Le lecteur doit dépasser ce stade de l'esprit naviguant
entre deux mondes étonnants.
« Il est étrange de songer que, jusqu’à ce jour, je ne puis
passer une nuit sans grands effrois du feu ; et cette nuit même, je ne pus
fermer l’œil avant deux heures du matin, ma pensée étant obsédée par le feu »
citation de Samuel PEPYS.
.. Page 143 .. Je dois dépasser ce stade. Je dois aller
au-delà. Il faut que je comprenne ce qui se passe. Où je suis. Pourquoi
j'habite ces visions. Page 145.. D'un ample mouvement. Maï désignait l'espace
qui leur tenait lieu de cocon. Pas un seul emplacement de vide. Tout était
grignoté par des sons variés et particuliers, des chants, des crissements. La
vie suintait de chaque frôlement de l'air comme une peau gémirait, abandonnée à
la tendresse...
Nous sommes dans ce roman aux frontières du plausible et de
l'imaginaire mais toujours imprégnés d'une grande tendresse.

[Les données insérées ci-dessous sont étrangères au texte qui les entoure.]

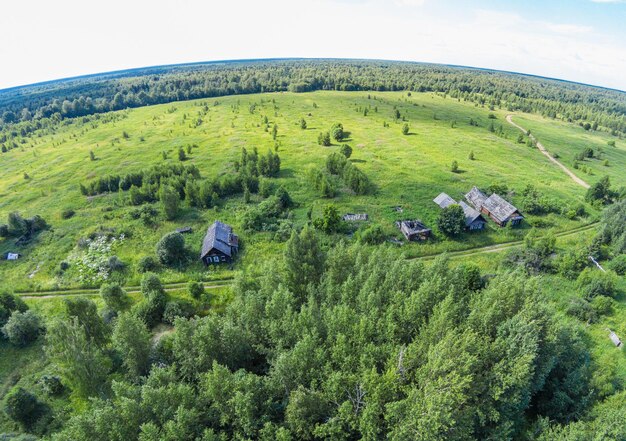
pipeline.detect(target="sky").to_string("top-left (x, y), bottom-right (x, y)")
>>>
top-left (0, 0), bottom-right (626, 91)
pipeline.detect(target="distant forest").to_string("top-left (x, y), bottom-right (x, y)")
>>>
top-left (0, 59), bottom-right (626, 137)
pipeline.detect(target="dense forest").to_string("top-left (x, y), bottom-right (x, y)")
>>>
top-left (0, 60), bottom-right (626, 138)
top-left (3, 202), bottom-right (626, 441)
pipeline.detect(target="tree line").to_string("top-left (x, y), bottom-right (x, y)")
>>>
top-left (0, 60), bottom-right (626, 143)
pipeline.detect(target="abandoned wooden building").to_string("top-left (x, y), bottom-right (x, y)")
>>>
top-left (465, 187), bottom-right (524, 227)
top-left (433, 193), bottom-right (487, 231)
top-left (609, 331), bottom-right (622, 348)
top-left (396, 220), bottom-right (432, 241)
top-left (341, 213), bottom-right (368, 222)
top-left (200, 221), bottom-right (239, 265)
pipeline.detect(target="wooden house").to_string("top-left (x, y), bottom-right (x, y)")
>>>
top-left (609, 331), bottom-right (622, 348)
top-left (465, 187), bottom-right (524, 227)
top-left (341, 213), bottom-right (368, 222)
top-left (200, 221), bottom-right (239, 265)
top-left (433, 193), bottom-right (487, 231)
top-left (396, 220), bottom-right (432, 241)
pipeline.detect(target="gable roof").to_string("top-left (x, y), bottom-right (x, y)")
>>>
top-left (459, 201), bottom-right (487, 227)
top-left (433, 193), bottom-right (456, 208)
top-left (465, 186), bottom-right (487, 210)
top-left (483, 193), bottom-right (517, 222)
top-left (200, 221), bottom-right (239, 258)
top-left (433, 192), bottom-right (486, 227)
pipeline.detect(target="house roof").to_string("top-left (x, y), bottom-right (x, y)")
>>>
top-left (459, 201), bottom-right (486, 227)
top-left (465, 186), bottom-right (487, 210)
top-left (433, 192), bottom-right (485, 227)
top-left (200, 221), bottom-right (239, 258)
top-left (433, 193), bottom-right (456, 208)
top-left (483, 193), bottom-right (517, 222)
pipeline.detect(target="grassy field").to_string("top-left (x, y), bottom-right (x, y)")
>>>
top-left (0, 92), bottom-right (626, 291)
top-left (515, 114), bottom-right (626, 186)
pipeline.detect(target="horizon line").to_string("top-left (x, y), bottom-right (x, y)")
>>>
top-left (0, 57), bottom-right (626, 94)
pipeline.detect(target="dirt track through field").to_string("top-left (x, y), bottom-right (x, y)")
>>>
top-left (16, 222), bottom-right (598, 299)
top-left (412, 222), bottom-right (598, 260)
top-left (506, 115), bottom-right (589, 188)
top-left (16, 281), bottom-right (230, 299)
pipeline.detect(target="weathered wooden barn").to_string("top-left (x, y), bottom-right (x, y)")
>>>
top-left (341, 213), bottom-right (368, 222)
top-left (200, 221), bottom-right (239, 265)
top-left (433, 193), bottom-right (487, 231)
top-left (396, 220), bottom-right (432, 241)
top-left (465, 187), bottom-right (524, 227)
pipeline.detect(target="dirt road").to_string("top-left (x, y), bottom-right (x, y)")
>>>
top-left (506, 115), bottom-right (589, 188)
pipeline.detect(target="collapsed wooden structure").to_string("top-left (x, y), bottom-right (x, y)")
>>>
top-left (433, 193), bottom-right (487, 231)
top-left (465, 187), bottom-right (524, 227)
top-left (341, 213), bottom-right (369, 222)
top-left (200, 221), bottom-right (239, 265)
top-left (396, 219), bottom-right (432, 241)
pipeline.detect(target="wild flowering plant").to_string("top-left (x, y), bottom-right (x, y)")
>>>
top-left (69, 233), bottom-right (125, 283)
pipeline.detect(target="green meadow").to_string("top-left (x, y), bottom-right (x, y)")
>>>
top-left (0, 92), bottom-right (608, 291)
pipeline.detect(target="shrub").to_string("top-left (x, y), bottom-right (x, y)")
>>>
top-left (187, 280), bottom-right (204, 300)
top-left (313, 204), bottom-right (341, 234)
top-left (141, 273), bottom-right (165, 297)
top-left (132, 291), bottom-right (167, 328)
top-left (274, 185), bottom-right (293, 208)
top-left (330, 123), bottom-right (345, 141)
top-left (356, 225), bottom-right (386, 245)
top-left (37, 375), bottom-right (64, 396)
top-left (437, 204), bottom-right (465, 236)
top-left (107, 256), bottom-right (126, 272)
top-left (317, 132), bottom-right (330, 147)
top-left (565, 297), bottom-right (598, 323)
top-left (577, 268), bottom-right (616, 299)
top-left (4, 387), bottom-right (43, 428)
top-left (156, 232), bottom-right (187, 265)
top-left (159, 185), bottom-right (180, 220)
top-left (556, 247), bottom-right (588, 280)
top-left (591, 296), bottom-right (614, 315)
top-left (2, 311), bottom-right (42, 347)
top-left (450, 160), bottom-right (459, 173)
top-left (339, 144), bottom-right (352, 158)
top-left (607, 254), bottom-right (626, 276)
top-left (100, 283), bottom-right (130, 311)
top-left (163, 300), bottom-right (194, 325)
top-left (0, 292), bottom-right (28, 328)
top-left (137, 256), bottom-right (159, 274)
top-left (259, 178), bottom-right (274, 198)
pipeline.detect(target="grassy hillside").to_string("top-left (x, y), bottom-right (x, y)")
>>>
top-left (0, 92), bottom-right (626, 290)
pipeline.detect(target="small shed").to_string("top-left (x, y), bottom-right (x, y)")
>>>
top-left (609, 331), bottom-right (622, 348)
top-left (200, 221), bottom-right (239, 265)
top-left (341, 213), bottom-right (368, 222)
top-left (396, 219), bottom-right (432, 241)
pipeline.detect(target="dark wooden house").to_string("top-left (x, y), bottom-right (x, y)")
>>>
top-left (396, 220), bottom-right (432, 241)
top-left (433, 193), bottom-right (487, 231)
top-left (341, 213), bottom-right (368, 222)
top-left (465, 187), bottom-right (524, 227)
top-left (200, 221), bottom-right (239, 265)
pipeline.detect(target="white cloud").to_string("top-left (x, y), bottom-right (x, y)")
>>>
top-left (545, 23), bottom-right (593, 34)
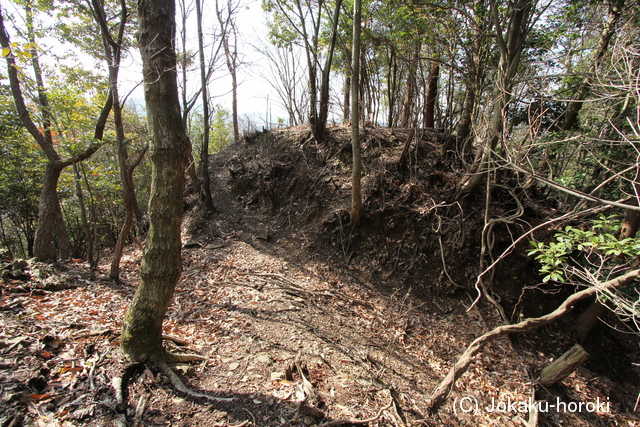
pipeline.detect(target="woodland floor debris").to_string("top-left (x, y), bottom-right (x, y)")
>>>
top-left (0, 128), bottom-right (640, 426)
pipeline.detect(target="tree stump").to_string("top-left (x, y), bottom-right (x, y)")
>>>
top-left (540, 344), bottom-right (589, 387)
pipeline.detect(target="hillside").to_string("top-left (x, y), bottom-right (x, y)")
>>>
top-left (0, 126), bottom-right (640, 426)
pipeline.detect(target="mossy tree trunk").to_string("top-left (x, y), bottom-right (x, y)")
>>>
top-left (351, 0), bottom-right (363, 227)
top-left (120, 0), bottom-right (191, 361)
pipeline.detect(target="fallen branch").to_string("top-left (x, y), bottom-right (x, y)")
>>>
top-left (430, 270), bottom-right (640, 413)
top-left (158, 362), bottom-right (234, 402)
top-left (318, 399), bottom-right (393, 427)
top-left (166, 353), bottom-right (209, 363)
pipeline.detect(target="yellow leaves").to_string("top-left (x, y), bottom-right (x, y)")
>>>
top-left (2, 42), bottom-right (40, 59)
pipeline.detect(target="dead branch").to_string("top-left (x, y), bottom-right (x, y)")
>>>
top-left (166, 353), bottom-right (209, 363)
top-left (430, 270), bottom-right (640, 413)
top-left (318, 399), bottom-right (393, 427)
top-left (158, 362), bottom-right (234, 402)
top-left (162, 334), bottom-right (189, 345)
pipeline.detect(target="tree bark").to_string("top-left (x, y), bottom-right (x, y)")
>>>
top-left (351, 0), bottom-right (363, 227)
top-left (342, 74), bottom-right (351, 123)
top-left (424, 61), bottom-right (440, 129)
top-left (314, 0), bottom-right (342, 141)
top-left (120, 0), bottom-right (191, 362)
top-left (0, 5), bottom-right (111, 260)
top-left (456, 0), bottom-right (533, 201)
top-left (430, 270), bottom-right (640, 413)
top-left (560, 0), bottom-right (624, 131)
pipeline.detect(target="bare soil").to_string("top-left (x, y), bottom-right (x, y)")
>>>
top-left (0, 127), bottom-right (640, 426)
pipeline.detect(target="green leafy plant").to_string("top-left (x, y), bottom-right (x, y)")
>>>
top-left (527, 215), bottom-right (640, 282)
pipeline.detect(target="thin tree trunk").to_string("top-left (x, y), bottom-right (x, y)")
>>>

Dans ce beau roman, moi lectrice je le répète : surtout
ne pas sauter un mot, une phrase, ils ont tous une importance capitale,
chaque personnage y est, en avançant dans la lecture, éloigné de
tout sens logique définitivement ou provisoirement, entremêlé,
ensablé, vivant ou mort ou entre deux mondes accessibles seulement par les
pensées profondes réelles ou abstraites de chacun...L'Auteure nous mène
ailleurs, dans la profondeur des sentiments de chacun des personnages où
ils sont analysés avec intensité, violence et tendresse.
Ce roman est un roman d'Amour avec un grand A.
- Mais où sommes-nous ? écrit l'Auteure dans ce beau
livre, mais où sommes-nous rendus ? ajouterais-je en réalisant, si ce
n'est déjà fait, qu'une terre, dans une période dont on doit
transmettre aujourd'hui encore l'absurdité, peut à ce point bouleverser et
déstabiliser un être humain et cela jusqu'à la fin de ses jours.
Ah, les chemins de vie pour beaucoup d'entre
nous, sont jalonnés de pierres trop chaudes sur lesquelles nos pieds
ont grand peine à se poser bien qu'ils cherchent à prendre racine quelque part
dans des ailleurs qu'ardemment nous souhaitons.
Merci Maïa ALONSO pour ce travail fabuleux de résonance intérieure, un délice à lire avec une petite larme à l'œil parfois. Merci pour cette histoire extraordinaire et pour tout ce ressenti sur lequel tu mets des mots si troublants.